Bill Bratton talks L.A. police, George Floyd and his memoir
Bill Bratton -- who has spent three-plus decades running police departments in Boston, New York City and Los Angeles -- talks about the complications of present-day policing in his new book
By Joel Rubin
Los Angeles Times
LOS ANGELES — Over his three-plus decades running police departments in Boston, New York City and Los Angeles, Bill Bratton branded himself as America's top cop. At the time, that was generally a good thing: He won accolades for overseeing big-city police departments during a historic decline in crime throughout the U.S., ushering in changes that reshaped how the job is done and confronting the LAPD's history of racism and abuse a decade after the Rodney King beating. Throughout, he was an improbable blend of progressive reformer and ideologue, someone who didn't hesitate to call out the failures of the profession and individual cops while also insisting that aggressive, data-driven policing would lower crime and improve race relations.
Today, of course, things are more complicated and fraught. Since the murder of George Floyd by a Minneapolis cop, American policing has become as polarizing as politics at large. With his new book, "The Profession," Bratton weighs in with what he freely admits is his large ego and loud voice. With assistance from co-author Peter Knobler, he revisits his career with an eye toward explaining and defending his approach. And he attempts to wrestle with the current moment, arguing that Floyd's killing has set policing back decades while sticking to his long-held, but now highly controversial, belief that a civil society depends on robust enforcement.

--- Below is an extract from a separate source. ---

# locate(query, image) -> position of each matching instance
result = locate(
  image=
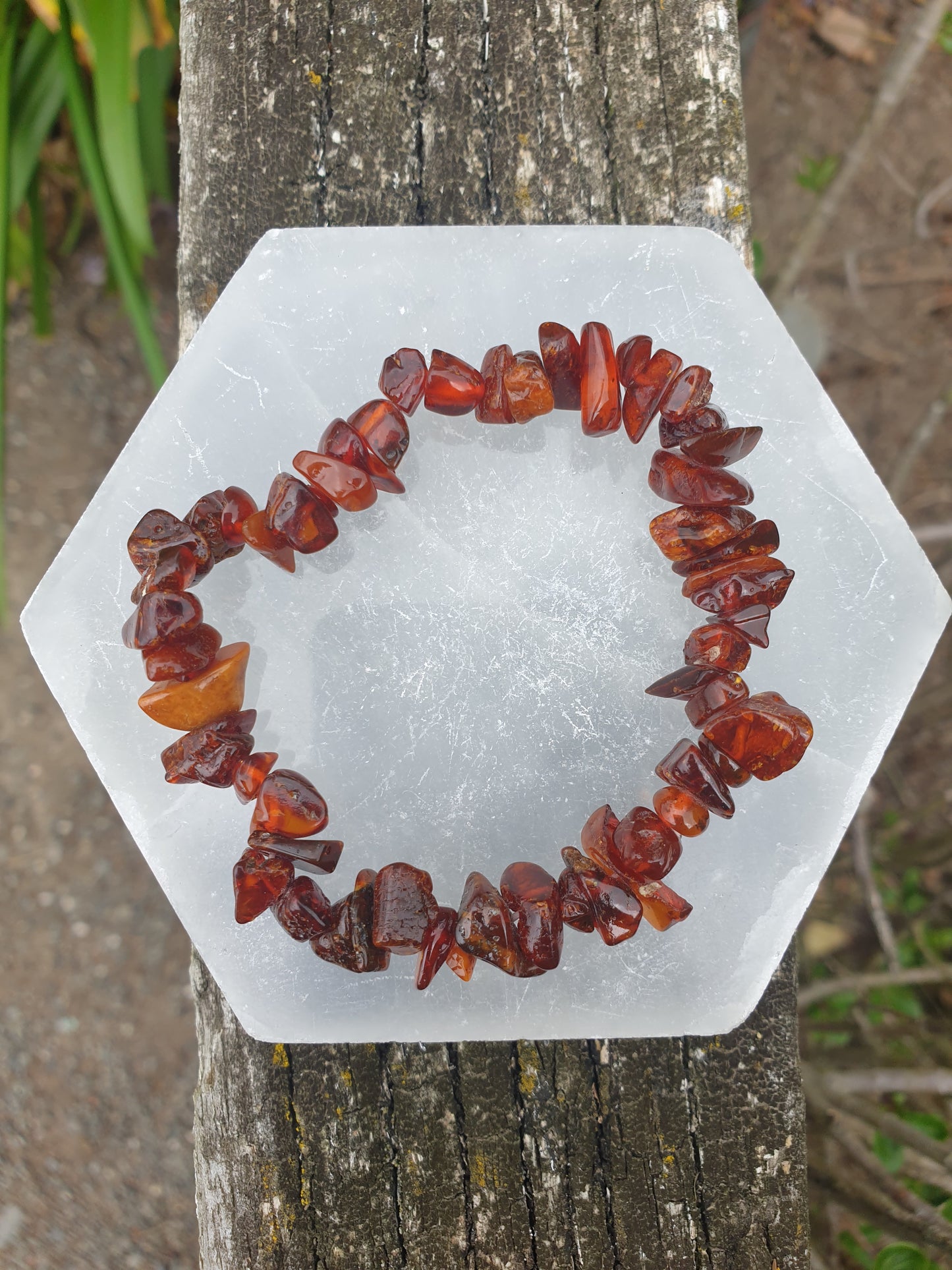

Bratton spoke with The Times last week about the movement to defund the police, the responsibility and the burden of his profession and what's become of old boss Rudy Giuliani. This conversation has been edited for clarity and length.
Q: It's a timely book.
A: It was originally scheduled to come out before George Floyd was killed. Thank God we weren't ready. I would argue so much of what is out there about policing has been from the other side. This is from an inside policing perspective.
The headline in the New York Post this morning is about the return of the squeegee guys who cleaned windshields at red lights. In 1994, I came to New York when Giuliani was mayor and he told me, "We've got to get rid of the squeegee pests." So here we are. This is what the book is about; in some respects, we're right back where we started. In the '70s, it was the depolicing, decriminalization and deinstitutionalization. In 2021, what are we talking about? We're talking about defunding, we're talking about decriminalization of many of the laws we used to work with and, in many respects, we're talking about deinstitutionalization. But this time, instead of emptying out the mental institutions, we're emptying out the prisons. It's deja vu all over again.
Q: Is that disheartening to you?
A: It's the optimist in me that I see this as a real opportunity. In many respects, this crisis is worse than back in the '70s or back in the '90s. The good news is we've learned so much in the last 50 years. I would argue that in 2016, when I was leaving policing, we had arrived at a good place. And it all blew apart with George Floyd. We had not realized how thin the scab was over the race issue.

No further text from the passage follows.